Erklärung der AG ÄrztInnen zu den Angriffen der Türkei auf Nordostsyrien

Sehr geehrte Damen und Herren,

wir schreiben Ihnen als Menschenrechtsaktivist:innen und Ärzt:innen, die sich für die leidende Bevölkerung in Nordostsyrien einsetzen. Wir sind zutiefst besorgt über die anhaltende humanitäre Krise, die durch die aktuellen türkischen Luftangriffe auf die kurdischen Gebiete verschärft wird.

Während Nordostsyrien noch immer unter den Auswirkungen der türkischen Luftangriffe vom Oktober leidet, die auf zivile Lebebsräume und Energieanlagen abzielten, hat die Türkei über die Weihnachtstage weitere Luftangriffe auf zivile Einrichtungen und Infrastruktur durchgeführt, die zahlreiche zivile Opfer gefordert hat. Unter den zerstörten Gebäuden befinden sich auch mehrere Krankenhäuser und Gesundheitseinrichtungen, die für die medizinische Versorgung der Menschen unerlässlich sind.

Angriffe auf medizinische Einrichtungen sind ein schwerer Verstoß gegen das humanitäre Völkerrecht und die Genfer Konventionen. Es gibt dafür keinerlei Rechtfertigung. Diese Angriffe müssen sofort gestoppt werden.
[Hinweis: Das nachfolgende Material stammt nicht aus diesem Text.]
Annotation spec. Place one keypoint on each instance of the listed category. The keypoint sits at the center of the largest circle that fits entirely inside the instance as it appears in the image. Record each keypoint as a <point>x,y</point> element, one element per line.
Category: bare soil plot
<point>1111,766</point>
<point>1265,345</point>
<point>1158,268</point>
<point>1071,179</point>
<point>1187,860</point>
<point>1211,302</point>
Betroffen von den Angriffen ist auch das Kobani Medical Center. Das Center umfasst eine Notfallambulanz für die Stadtbevölkerung, eine Ambulanz für Diabetiker & ein Kinderimpfzentrum. Die Diabetikerambulanz versorgt 3100 Patient:innen, die Notfallambulanz täglich 200-300 Patient:innen. Alle Patient:innen werden dort kostenlos behandelt. Der Verein Armut und Gesundheit aus Deutschland ist Träger der Diabetesambulanz.
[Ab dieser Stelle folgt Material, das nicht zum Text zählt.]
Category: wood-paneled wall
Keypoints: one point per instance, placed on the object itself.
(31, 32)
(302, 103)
Prof. Dr. Gerhard Trabert, Vorsitzender des Vereins “Armut und Gesundheit e.V.” erklärt dazu: “Gerade erhalte ich von unserem engagierten syrischen Arzt Dr. Basrawi, der gestern von einem Hilfseinsatz in unserer medizinischen Ambulanz in Kobane, in Nordsyrien zurückgekehrt ist, die Nachricht, dass diese von unserem Verein Armut und Gesundheit seit 6 Jahren betriebene Ambulanz durch einen Raketenangriff der türkischen Armee zerstört wurde. Zum Glück waren unsere Mitarbeiter:innen, aufgrund der Feiertage, nicht vor Ort. Es sieht nach einem gezielten Angriff auf die medizinische Versorgungsstruktur aus. Vielleicht sogar gegen uns als deutscher Verein, der sich um die Gesundheitsversorgung in dieser Region kümmert. Anfang dieses Jahres haben wir uns aktiv um die türkischen Erdbebenopfer mit unserem Kinderarztmobil in der Türkei gekümmert.”

Wir appellieren an Sie, sich öffentlich über diese Tragödie zu äußern und Ihre Stimme für die Menschen in Nordostsyrien zu erheben. Die Politik, Ärzteverbände und Menschenrechtsirganisationen müssen auch in diesem Fall Stellung beziehen. Was zu Recht im Kontext von Russlands Angriffskrieg auf die Ukraine gilt, kann nicht durchgehen, wenn es sich um den NATO-Partner Türkei handelt.

Wir bitten Sie daher, eine entsprechende Stellungnahme abzugeben und sich u.a. für eine Resolution des Bundestages einzusetzen, die die türkischen Angriffe verurteilt und ein Ende der Gewalt fordert. Es bedarf zudem Druck auf das Außenministerium, um diplomatische Initiativen zu ergreifen, die zu einer friedlichen Lösung des Konflikts beitragen.

Diesbezüglich stehen wir für einen Austausch jederzeit zur Verfügung.

Vielen Dank für Ihre Aufmerksamkeit und Ihr Engagement.